There are two articles of faith in securities regulation concerning public disclosure of information. The first is that disclosure will level the playing field by reducing knowledge asymmetries. The second is that disclosure allows conflicts of interest to be managed instead of simply forbidden.
Underneath all this is a crucial assumption. We assume that if disclosure is thorough enough, plainly-worded enough and sufficiently timely, then investors can and will use the information effectively to assess risks and to make rational investment decisions in their own best interests. But what if that assumption is wrong? What if retail investors actually don’t have the ability to use disclosure effectively? What if, in fact, disclosure sometimes causes investors to act contrary to their interests?
These are the types of questions that behavioural researchers such as Yale University’s Daylian Cain, Harvard University’s Sunita Sah and Carnegie Mellon University’s George Loewenstein are asking — and their findings indicate that disclosure doesn’t always do what we expect.
For starters, the experiments these researchers and others have conducted show that people generally don’t discount advice from biased advisors as much as they should, even when the advisors’ conflicts of interest are disclosed. The more startling findings, however, are that disclosure can have a variety of perverse effects:
- It can increase the bias of the advice because it leads advisors to feel a sense of moral license. (e.g., the advisor thinks: “I’ve disclosed my bias, so I don’t need to be even-handed.”)
- It also may cause investors to feel comfortable when they should be wary. (e.g., the investor thinks: “My advisor was so upfront and honest about that conflict of interest. I feel I can really trust her now.”)

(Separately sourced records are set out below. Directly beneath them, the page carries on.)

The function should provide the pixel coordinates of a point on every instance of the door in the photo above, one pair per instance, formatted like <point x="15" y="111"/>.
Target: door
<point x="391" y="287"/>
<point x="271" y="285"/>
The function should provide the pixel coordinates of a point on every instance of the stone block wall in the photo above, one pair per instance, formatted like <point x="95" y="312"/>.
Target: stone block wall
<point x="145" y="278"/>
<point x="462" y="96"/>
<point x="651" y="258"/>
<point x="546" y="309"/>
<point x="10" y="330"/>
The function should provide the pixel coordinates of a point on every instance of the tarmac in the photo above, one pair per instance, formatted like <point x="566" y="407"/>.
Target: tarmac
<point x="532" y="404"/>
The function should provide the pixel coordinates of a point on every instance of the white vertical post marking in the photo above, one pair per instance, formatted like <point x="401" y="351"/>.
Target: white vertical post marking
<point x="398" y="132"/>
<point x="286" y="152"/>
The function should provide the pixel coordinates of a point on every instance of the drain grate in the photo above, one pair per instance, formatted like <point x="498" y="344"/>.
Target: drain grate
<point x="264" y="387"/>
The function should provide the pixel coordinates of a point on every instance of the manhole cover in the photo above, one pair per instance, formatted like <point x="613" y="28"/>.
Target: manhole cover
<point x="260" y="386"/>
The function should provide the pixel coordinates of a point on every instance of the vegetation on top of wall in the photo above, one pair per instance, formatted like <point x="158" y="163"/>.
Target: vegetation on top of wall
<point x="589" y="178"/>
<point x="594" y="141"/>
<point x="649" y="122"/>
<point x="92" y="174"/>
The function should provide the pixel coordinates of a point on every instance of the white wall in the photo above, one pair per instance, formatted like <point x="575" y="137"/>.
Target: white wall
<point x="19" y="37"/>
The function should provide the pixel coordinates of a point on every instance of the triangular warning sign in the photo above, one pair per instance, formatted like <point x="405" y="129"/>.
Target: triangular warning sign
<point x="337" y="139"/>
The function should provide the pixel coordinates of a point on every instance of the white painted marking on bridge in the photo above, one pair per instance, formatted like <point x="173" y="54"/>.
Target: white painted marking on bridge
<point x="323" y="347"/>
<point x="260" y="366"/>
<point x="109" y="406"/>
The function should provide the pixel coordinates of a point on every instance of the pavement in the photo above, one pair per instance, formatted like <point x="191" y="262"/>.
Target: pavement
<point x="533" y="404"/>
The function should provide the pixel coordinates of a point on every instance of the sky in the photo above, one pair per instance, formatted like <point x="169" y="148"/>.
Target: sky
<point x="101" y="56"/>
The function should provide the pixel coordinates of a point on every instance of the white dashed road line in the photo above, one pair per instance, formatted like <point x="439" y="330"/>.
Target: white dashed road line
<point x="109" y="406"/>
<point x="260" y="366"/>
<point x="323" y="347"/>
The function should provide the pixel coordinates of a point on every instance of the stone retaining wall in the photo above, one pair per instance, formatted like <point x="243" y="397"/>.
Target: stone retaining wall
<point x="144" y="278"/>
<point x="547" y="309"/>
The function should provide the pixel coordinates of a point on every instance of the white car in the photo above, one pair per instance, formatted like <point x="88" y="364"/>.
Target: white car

- And through something known as the ‘panhandler effect’ (in which many people will just give in to a request rather than say “No”), disclosure can increase the tendency of investors to comply with biased advice even though their trust in the advice has been diminished.
No one should suggest this research is definitive. It’s still emerging, still relatively new and in a formative stage. But if these observations on human behaviour have any validity, the implications for securities regulation are profound.
How, for example, do we keep our conflict-prone markets functioning efficiently if intermediaries can’t manage those conflicts through disclosure? Must we ban conflicted advice altogether? And for advocates who call for further and better disclosure, what’s the point if investors are hardwired to disregard it or to use it inappropriately?
These implications won’t just go away, and we can’t simply ignore something that casts doubt on the soundness of our key assumptions. Lots of positions may have to be re-thought on a number of fronts — but the first step surely is to investigate this further.
We need testing to determine whether these same behavioural phenomena affect not only disclosure of conflicts but also risk disclosure, and, if so, to what degree. This should be made a priority given the push that’s on right now for expanded access to prospectus-exempt investments. As part of that initiative, Canadian regulators are proposing to protect investors by having them sign risk acknowledgement forms, yet no testing appears to have been done on the efficacy of that as a warning device.
The devil’s in the details here. We need to find out what kind of wording actually works, and what doesn’t. We also need to see whether the timing of risk presentation and acknowledgement has an impact. Is the disclosure effective when presented at the outset and before a purchase decision has been made, but ineffective afterward? If it’s left to the end, is it too easily perceived as mere boilerplate inserted by overcautious lawyers?
It’s tempting to think this can all be dealt with just by applying a bit of common sense: spell the risks out in plain language on a piece of paper, ensure investors read and sign it, and everything’s fine — they now know what they’re getting into. However, behavioural research tells us it’s not that simple, nor is today’s disclosure environment simple. Complex investment products, many of them truly difficult to understand, are showing up everywhere in the retail market while hordes of unsophisticated investors are effectively being driven into the market by low yields on simple products such as guaranteed investment certificates and Canada Savings Bonds.
In this environment, we shouldn’t just plow ahead with reforms based on old assumptions. We’ve been warned those assumptions may be wrong. Let’s not ignore the warning. Let’s find out what actually works.